Root lesion nematodes (RLN), especially Pratylenchus thornei (Pt), can cause wheat yield losses of up to 50 percent in intolerant bread wheat varieties.
A second RLN species, P. neglectus (Pn), can also cause significant yield loss but generally not at as high a level as Pt. Fortunately research, backed by practical application, more or less, can now reduce the impact of these once feared pests to negligible yield losses.
Dr Steven Simpfendorfer, NSW DPI Tamworth Agricultural Institute based, and leader of research and extension programs focusing on management of winter cereal diseases in northern NSW, stresses that integrated control strategies have largely eliminated once common high yield losses from RLN in NSW.
Especially important have been the development and release of more varieties with good tolerance to Pt, and rotations that include crops and varieties with good resistance to this RLN species. RLN populations have declined in north-west NSW over recent seasons also as a consequence of prolonged drought from 2017-2019.
Dr Simpfendorfer reports that previous research identified varieties, like Strzelecki, that while high yielding, were highly susceptible to Pt. These have largely been replaced with recently released varieties that combine yield high (in some cases higher) but also have good tolerance to Pt. Modern tolerant wheat varieties even with moderate soil Pt levels significantly limit yield loss from the RLN.
Wheat varieties with good Pt tolerance include Lancer, Coota, Flanker, Reliant, Coolah, Suntop, Sunmaster, Sunchaser and Sunflex. Barley varieties with good Pt tolerance include Compass, Commander, Leabrook, La Trobe, Rosalind, Hindmarsh, Fathom, and Beast.
Research conducted by various organisations with GRDC co-examining Pt resistance of various crops and varieties demonstrated that both play an important role in keeping soil numbers low. Crops with good Pt resistance include canola, sorghum, oats, cotton, sunflower and linseed. Field peas, chickpeas and mung beans are rated medium risk for build-up of Pt with variety differences in resistance levels.
Chickpea varieties have variable tolerance to Pt with some having good tolerance. These include PBA HatTrick, PBA Seamer, CBA Captain, Kyabra and PBA Boundary. Note variety and crop tolerance or resistance, or lack of tolerance or susceptibility for Pn is generally different to Pt. More details of these difference is available in publications such as the NSW DPI Winter Crop Variety Sowing Guide (2021) and the GRDC publication Root Lesion Nematode Fact Sheet (northern).

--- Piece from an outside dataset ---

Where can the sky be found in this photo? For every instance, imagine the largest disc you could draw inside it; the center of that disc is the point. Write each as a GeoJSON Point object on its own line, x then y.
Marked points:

Soil testing is an important part of RLN management Dr Simpfendorfer stresses. PreDicta B is a DNA-based soil analysis undertaken via SARDI. Other crop issues like Fusarium crown rot (FCR) are also assessed using this science based credible test. Generally soil testing is provided by accredited agronomists.
Wheat symptoms of RLN can be confused with nutrient deficiencies and/or moisture stress, therefore also the need for soil testing. Brown root lesions, roots with reduced branching and hairs, reduced ability to penetrate into the soil all add to an inefficient root system. Lower leaf yellowing, reduced tillering and biomass, are commonly noted later in the season when sub soil moisture is more critical. In early stages of infection localised patches of poor growth is typical in intolerant varieties.

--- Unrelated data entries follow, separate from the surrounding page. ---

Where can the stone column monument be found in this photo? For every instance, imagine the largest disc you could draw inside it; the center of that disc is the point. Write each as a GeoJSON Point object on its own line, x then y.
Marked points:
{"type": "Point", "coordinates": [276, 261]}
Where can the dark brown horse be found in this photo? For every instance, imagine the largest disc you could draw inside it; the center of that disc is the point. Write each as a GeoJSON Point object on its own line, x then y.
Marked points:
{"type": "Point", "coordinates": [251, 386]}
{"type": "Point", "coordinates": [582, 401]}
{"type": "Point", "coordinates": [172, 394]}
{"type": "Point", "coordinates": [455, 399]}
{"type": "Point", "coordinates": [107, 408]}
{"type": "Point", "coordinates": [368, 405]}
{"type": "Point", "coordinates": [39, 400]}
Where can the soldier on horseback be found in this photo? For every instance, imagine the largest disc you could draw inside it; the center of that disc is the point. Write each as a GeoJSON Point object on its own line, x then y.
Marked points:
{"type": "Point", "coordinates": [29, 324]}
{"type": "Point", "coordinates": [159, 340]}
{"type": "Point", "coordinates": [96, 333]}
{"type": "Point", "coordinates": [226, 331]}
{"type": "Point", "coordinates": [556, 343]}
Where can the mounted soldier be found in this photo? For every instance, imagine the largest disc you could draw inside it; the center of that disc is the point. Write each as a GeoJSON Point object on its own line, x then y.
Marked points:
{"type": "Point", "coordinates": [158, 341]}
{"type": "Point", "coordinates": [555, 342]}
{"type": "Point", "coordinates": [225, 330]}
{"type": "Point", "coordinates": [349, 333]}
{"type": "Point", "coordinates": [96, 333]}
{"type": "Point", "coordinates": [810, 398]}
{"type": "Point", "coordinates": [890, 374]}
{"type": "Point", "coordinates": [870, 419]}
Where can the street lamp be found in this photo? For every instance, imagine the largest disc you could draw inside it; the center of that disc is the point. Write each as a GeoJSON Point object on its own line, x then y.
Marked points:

Under fertilising generally worsen Pt yield impacts and over fertilising is unlikely to compensate for poor variety choice stresses Steve Simpfendorfer. Strategies for FCR control are also import. When combined infection from RLN and FCR occurs a crop's ability to access soil water and limit expression of FCR is more compromised. This is an especially serious as spring warms and soil water is more critical. Clean fallows are also important as various weeds can also host these soil pests he adds.
Pt has reduced in importance in the northern region through adoption by growers of integrated management strategies. However, vigilance is still required to ensure susceptible varieties are not adopted or effective management strategies forgotten.